İslam İşbirliği Teşkilatının İstanbul’da yaptığı toplantıda konuşan, AKP’li Cumhurbaşkanı;
"MÜSLÜMANLIK HEPİMİZİN EN ÜST KİMLİĞİDİR"
· Dillerimiz, kökenlerimiz farklı olabilir. Hepimizin devleti, milleti farklı olabilir. Hayat tarzımız farklı olabilir. Bunların hepsi kıymetlidir, bizi biz yapandır. Ama bu kimliklerimizden öte unutmayın önce Müslümanız. Müslümanlık hepimizin en üst kimliğidir. Nerede yaşarsak yaşayalım ortak paydamız İslam'dır. Her birinizden meseleye bu şuurla yaklaşmanızı istiyorum” dedi.
Kutsal kitapların yazdığına göre; Tanrı dinleri insanların barış ve huzur içinde yaşamaları için göndermiştir. Ancak insanlar dinleri amacı doğrultusunda kullanmamış, barış ve huzur yerine savaş ve huzursuzluk yaratacak doğrultuda kullanmıştır. Yani ilahi irade beşeri iradeye yenik düşmüştür. Tanrıya inanan bir insan için; beşeri iradenin ilahi iradeyi geçersiz kılması kabul edilemez. O zaman dinlerin ilahi kaynaklı olmadığı şüphesi doğar. Tarih, dinlerin barışa ve huzura engel olduğu, bütünleştirici ve birleştirici bir etkisinin olmadığını kanıtlayan olaylarla doludur. Aynı dinden olanların kendi aralarında yapmış oldukları savaşlarda akan kanın hesabı yoktur. Mezhep savaşlarının yanında dinler arası yapılan savaşlarda, insanlık için bir facia olmuştur. Müslümanların kendi aralarında yapmış oldukları savaşlardaki can kaybı, diğer din mensuplarıyla yapılan savaşlardaki can kaybından daha az değildir. Hristiyanların yapmış oldukları mezhep savaşları tarihin yazmış olduğu en kanlı savaşlardır. Musevilerin inançlarından dolayı uğradıkları faciaların başka bir eşi ve benzeri yoktur.

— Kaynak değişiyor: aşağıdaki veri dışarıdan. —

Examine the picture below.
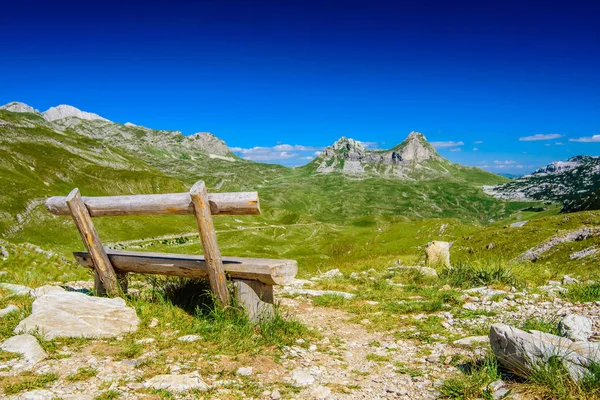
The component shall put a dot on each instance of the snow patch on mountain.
(16, 106)
(65, 111)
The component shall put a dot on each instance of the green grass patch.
(26, 382)
(583, 292)
(82, 374)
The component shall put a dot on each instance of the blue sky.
(518, 82)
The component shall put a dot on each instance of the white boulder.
(71, 314)
(437, 253)
(576, 327)
(177, 383)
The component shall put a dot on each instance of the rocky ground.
(349, 356)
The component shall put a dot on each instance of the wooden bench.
(253, 278)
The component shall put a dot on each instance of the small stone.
(177, 383)
(302, 378)
(472, 340)
(244, 371)
(576, 327)
(189, 338)
(275, 395)
(71, 314)
(17, 290)
(333, 273)
(39, 394)
(145, 341)
(27, 346)
(568, 280)
(321, 392)
(42, 290)
(8, 310)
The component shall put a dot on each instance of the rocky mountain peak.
(416, 149)
(16, 106)
(350, 156)
(209, 143)
(65, 111)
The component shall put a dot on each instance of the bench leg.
(256, 298)
(121, 280)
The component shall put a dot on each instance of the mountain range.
(49, 153)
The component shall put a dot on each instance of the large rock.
(522, 352)
(437, 253)
(575, 327)
(9, 309)
(177, 383)
(69, 314)
(27, 346)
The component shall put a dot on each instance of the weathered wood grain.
(208, 237)
(160, 204)
(92, 242)
(270, 272)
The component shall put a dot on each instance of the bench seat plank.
(270, 272)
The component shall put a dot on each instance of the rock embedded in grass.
(69, 314)
(189, 338)
(575, 327)
(17, 290)
(8, 310)
(27, 346)
(177, 383)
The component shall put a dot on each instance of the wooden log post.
(85, 226)
(212, 254)
(242, 203)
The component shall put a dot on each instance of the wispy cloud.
(540, 136)
(441, 145)
(284, 153)
(588, 139)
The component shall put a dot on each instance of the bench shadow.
(191, 295)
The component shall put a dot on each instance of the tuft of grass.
(82, 374)
(583, 293)
(541, 324)
(465, 276)
(377, 357)
(403, 368)
(28, 381)
(473, 382)
(108, 395)
(551, 380)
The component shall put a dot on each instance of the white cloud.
(277, 153)
(540, 136)
(588, 139)
(368, 145)
(441, 145)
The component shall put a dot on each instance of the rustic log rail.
(253, 278)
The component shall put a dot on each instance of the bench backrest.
(197, 202)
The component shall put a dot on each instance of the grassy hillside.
(323, 220)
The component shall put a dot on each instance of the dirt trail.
(366, 365)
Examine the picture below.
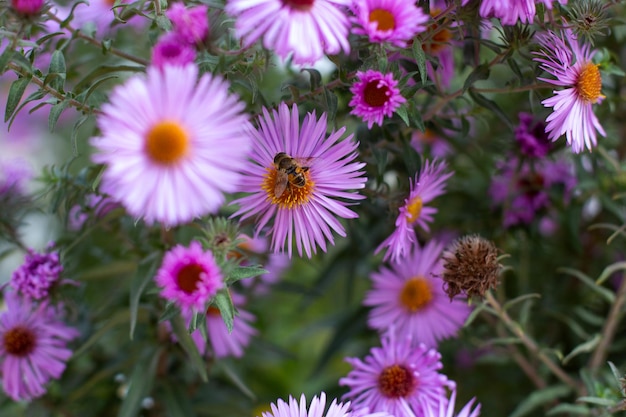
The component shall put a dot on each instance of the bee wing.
(282, 179)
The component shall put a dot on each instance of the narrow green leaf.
(16, 91)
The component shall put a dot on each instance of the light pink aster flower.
(308, 29)
(189, 276)
(392, 21)
(306, 207)
(375, 95)
(429, 183)
(563, 57)
(410, 299)
(399, 378)
(172, 144)
(33, 347)
(447, 410)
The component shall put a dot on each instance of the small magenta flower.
(189, 276)
(37, 275)
(376, 96)
(399, 378)
(190, 24)
(33, 347)
(392, 21)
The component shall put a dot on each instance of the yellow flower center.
(589, 83)
(416, 294)
(293, 196)
(383, 18)
(167, 142)
(396, 381)
(414, 208)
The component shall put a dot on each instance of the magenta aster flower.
(429, 183)
(399, 378)
(33, 347)
(171, 144)
(190, 24)
(375, 96)
(308, 29)
(392, 21)
(300, 189)
(411, 300)
(570, 63)
(189, 276)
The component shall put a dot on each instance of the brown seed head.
(470, 266)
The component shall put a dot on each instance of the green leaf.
(15, 95)
(539, 398)
(145, 272)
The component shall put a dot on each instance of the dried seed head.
(470, 266)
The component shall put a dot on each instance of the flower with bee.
(300, 180)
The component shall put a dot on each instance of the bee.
(290, 173)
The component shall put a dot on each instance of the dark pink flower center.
(375, 95)
(19, 341)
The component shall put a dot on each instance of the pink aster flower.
(303, 189)
(399, 378)
(172, 144)
(429, 183)
(392, 21)
(308, 29)
(33, 347)
(190, 24)
(410, 299)
(189, 276)
(570, 63)
(375, 96)
(170, 49)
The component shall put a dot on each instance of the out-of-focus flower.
(189, 276)
(305, 29)
(172, 144)
(409, 298)
(391, 21)
(38, 274)
(190, 24)
(399, 378)
(301, 188)
(33, 347)
(170, 49)
(429, 183)
(375, 95)
(569, 61)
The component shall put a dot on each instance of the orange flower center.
(413, 209)
(19, 341)
(293, 196)
(416, 294)
(188, 277)
(396, 381)
(383, 19)
(167, 142)
(589, 83)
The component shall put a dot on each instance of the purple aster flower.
(429, 183)
(391, 21)
(170, 49)
(399, 378)
(190, 24)
(375, 96)
(410, 299)
(299, 177)
(172, 144)
(38, 274)
(33, 347)
(531, 136)
(189, 276)
(570, 63)
(308, 29)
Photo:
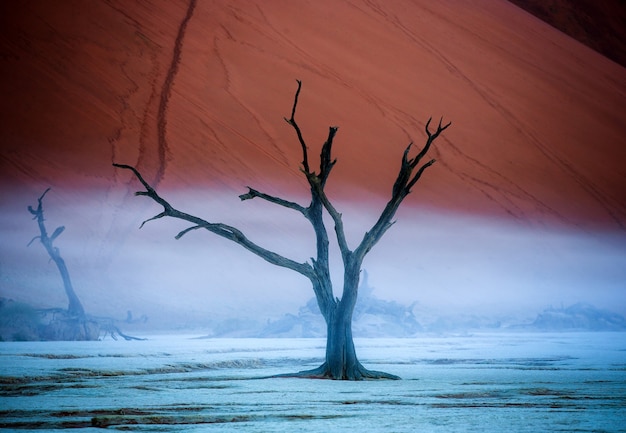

Din kimliği ön plana çıkararak barış ve huzur aramak, bir şeyi olmadığı yerde aramaktır. Din kimliğini ön plana çıkarmak barış ve huzur bulmaya değil, savaş ve ıstıraba zemin hazırlar. Dinlerin bütünleştirici ve birleştirici bir etkisinin olmadığını tarih kanıtlamıştır. Ortadoğu da Müslümanlar birbirini boğazlarken, barış için, Müslüman kimliğinden medet ummak beyhudedir. İnsanların birliğini din kimliği üzerinden oluşturmağa çalışmak, akıntıya kürek çekmektir. Barış ve huzura giden yol, insanların birliğinden geçer. Bunun içinde insanların inanç farklılıklarını etkisizleştirmek gerekir. Herkes inanç ve ibadetinde özgür olmalıdır. Farklı inanç ve ibadetlere saygı göstermek, bir arda yaşamak için olmazsa olmazdır. Laiklik bir arada yaşamanın çimentosudur.
Barış ve huzura giden yol, bir arada yaşama, geleceği birlikte inşa etme ve aynı yazgıyı paylaşma bilincine ulaşmış toplumlardan geçer. Alt kimlikleri ön plana çıkararak farklılıklara işlerlik kazandırmanın barış ve huzura hiçbir katkısı olmaz. Aynı ulustan olma bilinciyle farklılıkları etkisizleştirmek, barış ve huzurun güvencesidir. Müslüman kimliğini ön plana çıkarıp, diğer inançlara karşı tavır almak, dünya barışını tehlikeye düşürmekten başka bir işe yaramaz. Ne yazık ki, günün iktidarı böyle bir aymazlığın içindedir.